Interactive LLM Agent

This node enables standalone or dataframe-optional LLM queries across multiple providers (OpenAI, Bedrock, Gemini). It is designed for sequential agent flows like ‘Similar Company Finder’ and supports saving structured responses.

Input

Optional DataFrame (if metadata columns are selected)

Output

Returns response as DataFrame

Type

pyspark

Class

fire.nodes.gai.NodeInteractiveLLMAgent

Fields

Name

Title

Description

llmConnection

Select Connection

Select Connection

customPrompt

Prompt

Custom prompt to instruct the model.

metadataCols

Metadata Columns

Select one or more content columns to pass as input to the model.

Details

Interactive LLM Agent Node Details

The Interactive LLM Agent node enables querying large language models (LLMs) such as OpenAI, Bedrock (Anthropic), and Gemini from Google, using either a standalone prompt or content from a DataFrame.
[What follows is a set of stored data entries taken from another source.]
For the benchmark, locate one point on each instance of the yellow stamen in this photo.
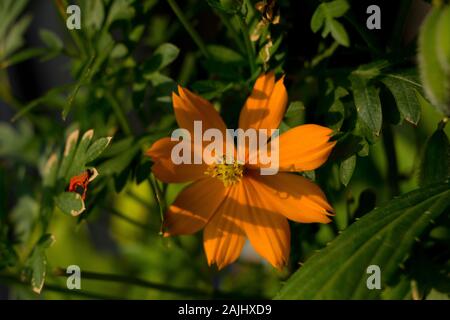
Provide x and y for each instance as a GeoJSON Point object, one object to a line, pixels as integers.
{"type": "Point", "coordinates": [229, 173]}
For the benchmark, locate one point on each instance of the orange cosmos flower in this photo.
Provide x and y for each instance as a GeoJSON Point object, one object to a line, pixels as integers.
{"type": "Point", "coordinates": [234, 201]}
It is designed for flexible agent workflows and provides safe input and output validation.

General:

Custom Prompt:

This field lets you specify the user query or task description. If the node is used without a DataFrame, this prompt is the only content passed to the LLM.

Metadata Columns:

When a DataFrame is passed into the node, you can select one or more content columns whose text will be sent to the LLM. The prompt and content will be combined and sent to the model.

Select Connection:

Each model provider requires specific connection credentials (e.g., API keys). These must be configured in the backend and are referenced here.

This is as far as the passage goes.